Jenny's Library

Reading Round-up 2015: February Adult Novels

Posted on: May 29, 2015

cover image for Karen MemoryKaren Memory by Elizabeth Bear

Karen Memery, like most citizens in Rapid City, is just trying to do what she can to get by, and maybe even save a little something for a better future.  But Fate has other plans for her.  Like falling in love, helping a US Marshal catch his man, and preventing a villain’s treasonous plot.

There ever so are many things to love about Karen Memory.  Its steampunk Wild West setting, Karen’s  practical and distinctive personality, and of course the developing relationship between Karen and Priya.  Most especially the way Karen falls so quickly and so hard, yet doesn’t let herself push Priya (who is suffering from trauma and worry for her sister) for more than she might want or be capable of.
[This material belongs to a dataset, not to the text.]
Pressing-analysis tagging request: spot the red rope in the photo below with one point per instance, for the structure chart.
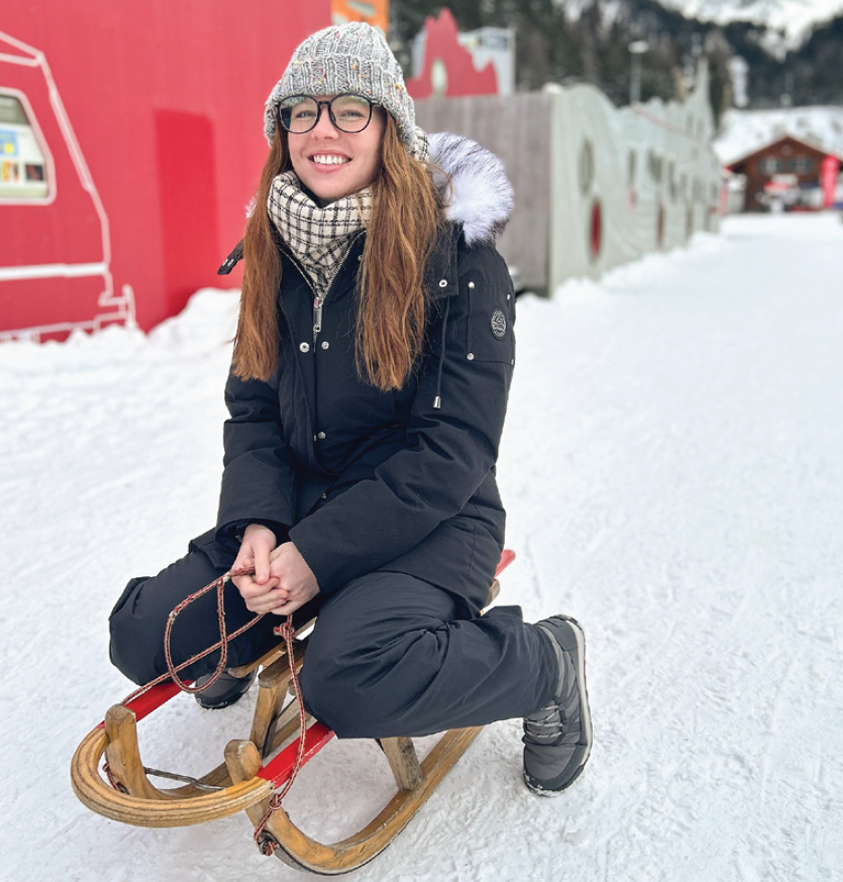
(221, 644)
(266, 844)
I think what I like best about it though is the way that its fictionalized historical setting, rather than being used once again as an excuse to focus on the usual suspects or to write characters and situations that reinforce modern bigotry, becomes instead a way to highlight the truth that we – that all of us – have always been here all along.  Karen’s occupation as “seamstress” (and the tongue in cheek way that she talks about providing sexual services) works in tandem with this argument by demonstrating that respectable society’s views of those so often only written into the margins of history books has little to do with their lives, capabilities, and impact.

Karen Memory was originally conceived as a young adult novel (Karen herself is in her late teens), and it makes me incredibly sad and frustrated that the market is such that it instead was published under an adult imprint.  I believe it still works as a young adult novel – especially for older teens – and so I strongly encourage my fellow YA librarians to make sure your adult section has it handy for recommendations.  Need a book that has adventure, romance, mystery, friendship, lgbtqia content, characters from several different racial and ethnic backgrounds, steampunk contraptions, shootouts, and deals spectacularly well with sexual assault and consent?  Here is your book.

I just want to add two more content notes about Karen Memory, for my fellow librarians in particular:

First, that there were a few bits about Tomoatooah, the US Marshal’s posseman, that made me wish I could find a review of the book from someone more familiar with Comanche culture and Native American stereotypes in American literature.  He is very much a fully realized character, and is not portrayed in an intentionally negative light.  But some aspects of how he was written had me wishing I had a more knowledgable opinion to consult.

Secondly, I want to clarify that while much of the story takes place in a brothel, there is no actual depiction of sexual acts. Sex, sexual services, and sexual assault are all discussed – when it affects the characters and plot.  All of which I consider appropriate for teens.  But despite the setting, Karen Memory has no soft-core, male-gaze, porn-like descriptions of female characters or sexual acts, unlike a great many other adult SSF novels that are themselves recommended to teens all the time.